The right place to fix this is the agent, not the client. Two reasons. One, the agent already has to walk every CBOR value to re-encode as msgpack, so the cost is marginal. Two, the agent has more information than the client: it knows whether a string came from a CBOR text string, a CBOR byte string, or a tag-wrapped sub-object. The client only sees the msgpack output.

The sanitizer handles four cases that show up in real Scrapium traffic, in this strict order:

func sanitizeString(s string) string {
    // 1. UTF-16LE detection MUST come first. A surrogate-recovery pass would
    //    destroy CJK content (Japanese 'ん' U+3093 is [0x93, 0x30] in UTF-16LE;
    //    0x93 is invalid UTF-8 and would be replaced with U+FFFD).
    if IsNullByteUTF16LE(s) {
        s = utf16LEToUTF8(s)
    } else if !utf8.ValidString(s) {
        // 2. CESU-8 lone surrogates (Chromium escape encoding for stray bytes).
        if hasCESU8Surrogates(s) {
            s = decodeSurrogateBytes(s)
        } else {
            // 3. All-CJK UTF-16LE that the null-byte heuristic missed.
            s = DecodeString16(s)
        }
        // 4. Raw non-UTF-8 bytes (the Norwegian Location case).
        //    Chardet picks a decoder, default Windows-1252.
        if !utf8.ValidString(s) {
            s = decodeRawInvalidUTF8Bytes(s)
        }
    }
    // Null bytes become newlines (Netlog uses NUL as a multi-value separator).
    if strings.ContainsRune(s, 0) {
        s = strings.ReplaceAll(s, "\x00", "\n")
    }
    return s
}

The ordering is load-bearing. Skip step 1 and you destroy CJK. Skip step 2 and you misidentify CESU-8 as UTF-16LE. Skip step 4 and the Norwegian byte leaks through.

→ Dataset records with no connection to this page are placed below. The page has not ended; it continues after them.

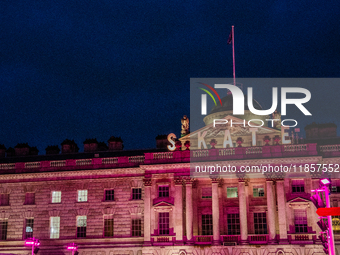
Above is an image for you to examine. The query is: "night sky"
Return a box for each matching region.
[0,0,340,154]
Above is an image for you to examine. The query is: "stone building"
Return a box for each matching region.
[0,96,340,255]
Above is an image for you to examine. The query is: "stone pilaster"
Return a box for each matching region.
[183,177,194,244]
[211,178,220,245]
[238,178,248,244]
[266,179,276,243]
[174,177,183,245]
[143,178,152,245]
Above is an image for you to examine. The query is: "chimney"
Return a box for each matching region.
[61,139,79,154]
[83,138,98,152]
[107,136,124,151]
[14,143,30,156]
[45,145,60,155]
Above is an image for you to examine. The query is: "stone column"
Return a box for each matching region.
[238,178,248,244]
[143,178,152,246]
[211,178,220,245]
[184,177,194,244]
[276,179,288,244]
[174,177,183,245]
[267,179,276,243]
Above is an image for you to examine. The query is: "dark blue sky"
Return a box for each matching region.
[0,0,340,151]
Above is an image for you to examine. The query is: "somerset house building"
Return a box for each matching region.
[0,96,340,255]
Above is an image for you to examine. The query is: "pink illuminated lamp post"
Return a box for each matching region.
[25,238,40,255]
[67,243,78,255]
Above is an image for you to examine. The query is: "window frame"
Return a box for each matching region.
[50,216,60,239]
[77,189,88,203]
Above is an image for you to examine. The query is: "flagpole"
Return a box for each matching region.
[231,26,236,86]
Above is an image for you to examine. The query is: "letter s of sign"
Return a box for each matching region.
[215,84,244,115]
[167,133,177,151]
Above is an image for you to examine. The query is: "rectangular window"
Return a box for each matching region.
[52,191,61,203]
[294,210,308,233]
[202,188,212,198]
[0,193,9,206]
[77,215,86,237]
[50,217,60,239]
[104,215,113,237]
[105,189,115,201]
[158,213,169,235]
[25,219,34,239]
[25,192,35,205]
[132,188,142,200]
[0,220,8,240]
[78,190,87,202]
[253,186,264,197]
[131,219,142,236]
[332,216,340,234]
[331,180,340,193]
[158,185,169,197]
[227,187,238,198]
[254,213,267,235]
[227,213,240,235]
[292,180,305,193]
[202,214,212,235]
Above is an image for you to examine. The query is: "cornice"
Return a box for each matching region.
[0,168,145,181]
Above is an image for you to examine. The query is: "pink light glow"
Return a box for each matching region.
[67,246,77,251]
[321,179,331,185]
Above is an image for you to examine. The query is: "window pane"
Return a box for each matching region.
[227,187,238,198]
[25,219,34,239]
[78,190,87,202]
[105,189,115,201]
[202,214,213,235]
[254,213,267,235]
[52,191,61,203]
[131,219,142,236]
[132,188,142,200]
[158,212,169,235]
[50,217,60,238]
[104,215,113,237]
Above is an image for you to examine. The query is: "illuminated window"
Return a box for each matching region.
[227,213,240,235]
[131,219,142,236]
[0,193,9,206]
[294,210,308,233]
[105,189,115,201]
[104,215,113,237]
[254,213,267,235]
[25,192,35,205]
[25,219,34,239]
[52,191,61,203]
[227,187,238,198]
[78,190,87,202]
[202,188,212,198]
[158,212,169,235]
[332,216,340,234]
[158,185,169,197]
[50,217,60,239]
[0,219,8,240]
[132,188,142,200]
[77,215,86,237]
[253,186,264,197]
[202,214,212,235]
[292,180,305,193]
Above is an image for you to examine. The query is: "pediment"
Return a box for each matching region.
[287,197,310,204]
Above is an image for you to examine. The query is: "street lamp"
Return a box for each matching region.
[67,243,79,255]
[25,238,40,255]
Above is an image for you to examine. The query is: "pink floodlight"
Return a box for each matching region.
[321,179,331,185]
[67,246,77,251]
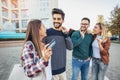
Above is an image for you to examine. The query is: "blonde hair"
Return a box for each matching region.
[96,23,108,42]
[24,19,42,57]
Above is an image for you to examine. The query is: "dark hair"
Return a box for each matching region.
[81,17,90,23]
[24,19,42,57]
[52,8,65,20]
[96,22,103,30]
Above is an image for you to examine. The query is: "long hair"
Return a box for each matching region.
[96,23,108,42]
[24,19,42,57]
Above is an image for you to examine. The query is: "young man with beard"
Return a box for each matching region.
[71,17,93,80]
[46,8,73,80]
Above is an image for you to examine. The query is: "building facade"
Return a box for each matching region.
[0,0,58,32]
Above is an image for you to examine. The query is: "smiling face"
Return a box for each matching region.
[53,14,64,29]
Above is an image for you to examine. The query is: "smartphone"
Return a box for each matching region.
[47,39,56,48]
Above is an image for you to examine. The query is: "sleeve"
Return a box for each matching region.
[65,37,73,50]
[71,31,83,48]
[89,34,93,57]
[100,38,111,55]
[21,44,47,77]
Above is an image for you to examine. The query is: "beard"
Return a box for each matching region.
[53,22,62,28]
[81,26,87,31]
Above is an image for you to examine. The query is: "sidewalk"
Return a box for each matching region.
[8,51,109,80]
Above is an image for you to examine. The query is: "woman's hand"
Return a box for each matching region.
[43,44,52,62]
[97,39,104,51]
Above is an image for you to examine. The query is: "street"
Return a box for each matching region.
[0,43,120,80]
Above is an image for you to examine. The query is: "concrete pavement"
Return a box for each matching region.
[0,44,120,80]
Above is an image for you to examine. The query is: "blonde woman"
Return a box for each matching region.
[92,23,110,80]
[21,20,51,80]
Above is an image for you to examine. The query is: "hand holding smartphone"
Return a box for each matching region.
[47,39,56,48]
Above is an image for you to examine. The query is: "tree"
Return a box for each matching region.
[110,5,120,40]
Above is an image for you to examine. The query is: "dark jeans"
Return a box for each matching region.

CBOR byte strings (major type 2) get a deterministic version of the same pipeline: per the table above, byte strings without a tag are always UTF-16LE, so the heuristics disappear and we transcode unconditionally.

What we got wrong

We trusted “CBOR text string = UTF-8” as a guarantee instead of an aspiration. RFC 8949 §3.1 is unambiguous. Chromium’s encoder ignores it for forwarded HTTP bytes. We had no defensive check at the agent, and the strict client decoder has nothing to fall back to on purpose: a lenient surrogateescape decode would silently rewrite bad bytes into lone surrogates, and that hides the real wire-format mismatch behind a downstream BSON crash that points at the wrong service. The right answer is to fix the producer, not paper over it at the consumer.